Yıllarca millete yaşam tarzı dayatanlar, şimdi farklı yaşam tarzlarının hayatın bütün alanlarında görünür olmasından rahatsızlık duyuyor, milletimizin bazı kesimlerini adeta öcü gibi göstermeye kalkıyor. Şunun bilinmesini isterim, bu devlet, hiçbir ayrım yapmadan tüm kurumlarıyla milletindir. Devletin sahibi, hangi inanca, kökene, siyasi görüşe mensup olursa olsun 85 milyonun tamamıdır. İnsanımızın kılık kıyafetinden dolayı devletin belli kurumlarına giremediği dönemler, artık sona ermiştir."

Erdoğan, insanların başörtüsünden, saçından, sakalından, çarşafından dolayı ikinci sınıf vatandaş muamelesi gördüğü günlerin artık mazide kaldığını vurgulayarak, "İnsanımızın takunyalı, tarikatçı, cemaatçi, inançlı-inançsız diye ayrımcılığa uğradığı günler, artık geride kalmıştır. Sırf başındaki örtüsünden dolayı annelerin çocuklarını lojmanlarda ziyaret edemediği, yemin törenine dahi katılamadığı o kötü günler, artık tamamen geride kalmıştır." dedi.

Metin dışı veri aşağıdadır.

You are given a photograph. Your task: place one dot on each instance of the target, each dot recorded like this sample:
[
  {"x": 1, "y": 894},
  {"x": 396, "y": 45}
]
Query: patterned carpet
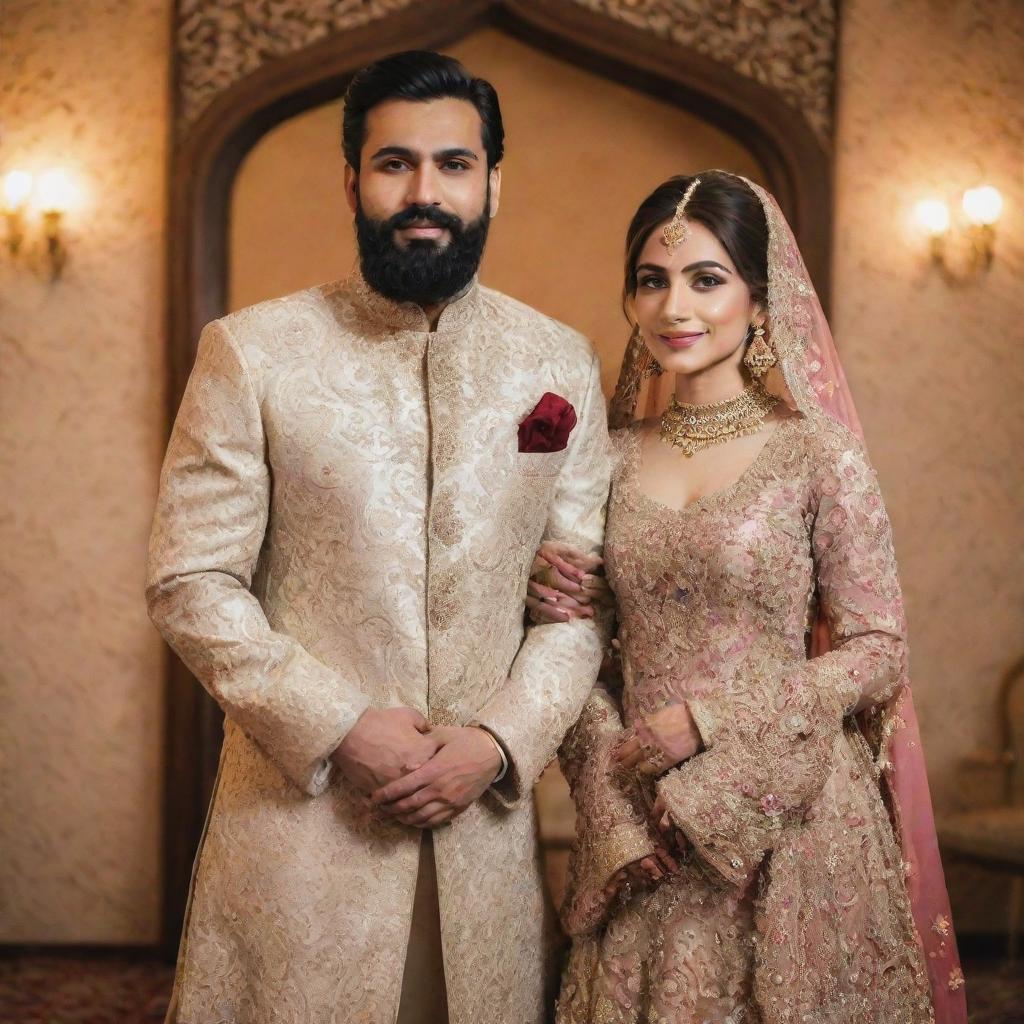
[{"x": 107, "y": 990}]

- "Niteliğin artırılmasına öncelik veriyoruz"

"Bir kez daha açıkça ifade ediyorum. Bu makamlarda olduğumuz müddetçe, Allah'ın izniyle, hiç kimse o kara günleri bir daha geri getiremeyecektir." diyen Erdoğan, sözlerini şöyle sürdürdü:

"Bedel ödeyerek milletimize kazandırdığımız hak ve hürriyetlerin, vesayet heveslileri tarafından gasbedilmesine kesinlikle izin vermeyeceğiz. Demokrasiyi hazmetmekte sorunu onlarla da mücadelemizi hukuk zemininde sonuna kadar devam ettireceğiz."

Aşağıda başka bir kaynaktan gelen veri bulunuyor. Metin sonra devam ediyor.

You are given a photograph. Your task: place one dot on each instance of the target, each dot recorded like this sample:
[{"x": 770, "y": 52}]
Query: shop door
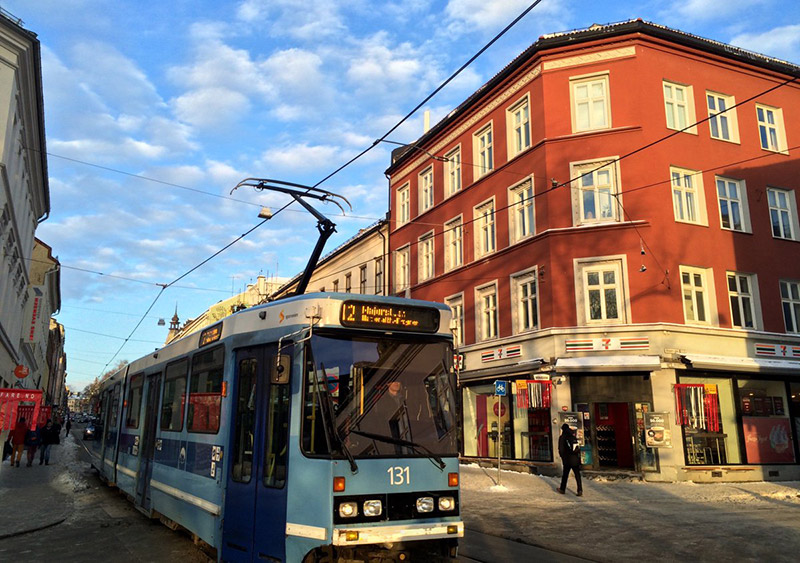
[
  {"x": 613, "y": 434},
  {"x": 254, "y": 521}
]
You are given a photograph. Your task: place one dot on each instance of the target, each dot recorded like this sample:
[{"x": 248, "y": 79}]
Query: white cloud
[{"x": 781, "y": 42}]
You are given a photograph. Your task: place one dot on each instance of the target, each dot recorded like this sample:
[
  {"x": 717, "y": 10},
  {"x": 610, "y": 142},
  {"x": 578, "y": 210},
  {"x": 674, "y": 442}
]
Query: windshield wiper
[{"x": 400, "y": 442}]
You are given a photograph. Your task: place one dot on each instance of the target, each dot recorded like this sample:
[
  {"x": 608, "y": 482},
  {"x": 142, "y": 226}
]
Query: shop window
[
  {"x": 205, "y": 391},
  {"x": 765, "y": 421},
  {"x": 707, "y": 413}
]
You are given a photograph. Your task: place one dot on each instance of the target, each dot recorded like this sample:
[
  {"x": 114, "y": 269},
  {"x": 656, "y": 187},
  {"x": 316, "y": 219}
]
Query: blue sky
[{"x": 199, "y": 95}]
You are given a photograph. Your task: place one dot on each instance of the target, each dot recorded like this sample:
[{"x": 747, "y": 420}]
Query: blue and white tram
[{"x": 322, "y": 427}]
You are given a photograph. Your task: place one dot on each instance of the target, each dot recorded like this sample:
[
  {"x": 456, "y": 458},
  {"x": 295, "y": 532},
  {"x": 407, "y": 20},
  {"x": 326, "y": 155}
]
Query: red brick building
[{"x": 613, "y": 219}]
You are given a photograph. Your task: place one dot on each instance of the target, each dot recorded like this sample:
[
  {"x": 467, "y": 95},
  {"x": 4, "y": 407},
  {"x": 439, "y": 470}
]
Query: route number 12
[{"x": 398, "y": 475}]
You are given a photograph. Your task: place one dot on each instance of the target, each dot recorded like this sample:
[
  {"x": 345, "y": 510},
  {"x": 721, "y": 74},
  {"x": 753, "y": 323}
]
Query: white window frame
[
  {"x": 525, "y": 305},
  {"x": 674, "y": 107},
  {"x": 578, "y": 100},
  {"x": 707, "y": 297},
  {"x": 521, "y": 211},
  {"x": 596, "y": 168},
  {"x": 487, "y": 312},
  {"x": 453, "y": 171},
  {"x": 518, "y": 127},
  {"x": 583, "y": 267},
  {"x": 782, "y": 204},
  {"x": 742, "y": 299},
  {"x": 403, "y": 204},
  {"x": 790, "y": 303},
  {"x": 426, "y": 256},
  {"x": 456, "y": 304},
  {"x": 771, "y": 136},
  {"x": 454, "y": 243},
  {"x": 722, "y": 119},
  {"x": 483, "y": 149},
  {"x": 726, "y": 200},
  {"x": 402, "y": 268},
  {"x": 485, "y": 228},
  {"x": 686, "y": 188},
  {"x": 425, "y": 189}
]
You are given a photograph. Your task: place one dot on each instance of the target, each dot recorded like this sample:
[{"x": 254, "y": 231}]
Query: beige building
[{"x": 24, "y": 199}]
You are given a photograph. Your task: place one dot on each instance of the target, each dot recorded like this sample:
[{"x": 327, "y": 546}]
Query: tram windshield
[{"x": 379, "y": 396}]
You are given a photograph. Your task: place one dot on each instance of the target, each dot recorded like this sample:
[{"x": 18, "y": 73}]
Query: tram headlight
[
  {"x": 373, "y": 508},
  {"x": 425, "y": 504},
  {"x": 447, "y": 503},
  {"x": 348, "y": 510}
]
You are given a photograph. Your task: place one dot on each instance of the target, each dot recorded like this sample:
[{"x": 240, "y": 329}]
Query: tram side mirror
[{"x": 279, "y": 374}]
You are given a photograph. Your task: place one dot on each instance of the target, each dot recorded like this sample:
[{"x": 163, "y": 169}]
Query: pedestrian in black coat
[{"x": 570, "y": 452}]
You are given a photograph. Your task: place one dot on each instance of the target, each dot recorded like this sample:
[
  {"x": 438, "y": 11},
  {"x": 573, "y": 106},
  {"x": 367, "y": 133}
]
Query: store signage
[
  {"x": 603, "y": 344},
  {"x": 657, "y": 432},
  {"x": 502, "y": 353},
  {"x": 778, "y": 350}
]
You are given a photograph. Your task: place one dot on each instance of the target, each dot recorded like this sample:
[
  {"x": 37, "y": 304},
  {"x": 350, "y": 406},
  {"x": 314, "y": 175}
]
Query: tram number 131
[{"x": 398, "y": 475}]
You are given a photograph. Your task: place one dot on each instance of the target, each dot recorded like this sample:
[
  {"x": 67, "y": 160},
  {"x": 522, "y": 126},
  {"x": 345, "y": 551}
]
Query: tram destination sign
[{"x": 385, "y": 316}]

Erdoğan, adalet hizmetlerinde ülkeyi hak ettiği yere getirmek için yoğun gayret sarf ettiklerini vurgulayarak, "23 yıldır 'güven veren ve erişilebilir adalet' hedefimizden asla kopmadık. 2002 yılında 9 bin civarında olan hakim savcı sayımız, 15 Temmuz'da yaşadığımız ihanete rağmen yaklaşık 3 kat artışla bugün 25 bini geçti. Nicelikle beraber niteliğin de artırılmasına öncelik veriyoruz." dedi.

İlk kez bu sene uygulamaya geçirdikleri "yardımcılık" müessesesiyle, hakim ve savcı adaylarının, usta çırak ilişkisi içinde mesleğe daha donanımlı bir şekilde hazırlanmasını amaçladıklarını belirten Erdoğan, "Yeni modelle Akademi'deki eğitimlerine başlayan 1076 hakim ve savcı yardımcımızı tekrar tebrik ediyor, hepsine başarılar diliyorum." diye konuştu.

Bağımsız, tarafsız, adil ve etkili bir yargı sisteminin kökleşmesi için bundan sonra da çalışmayı sürdüreceklerini dile getiren Erdoğan, infaz sistemiyle ilgili zaman zaman medyaya da yansıyan bazı tartışmaları yakından takip ettiklerini söyledi.

Cumhurbaşkanı Erdoğan, vicdanları rahatlatacak, toplumda devlete olan güveni güçlendirecek, özellikle de "cezasızlık" algısının önüne geçecek adımları, Meclis ile işbirliği içinde mutlaka atacaklarının altını çizdi.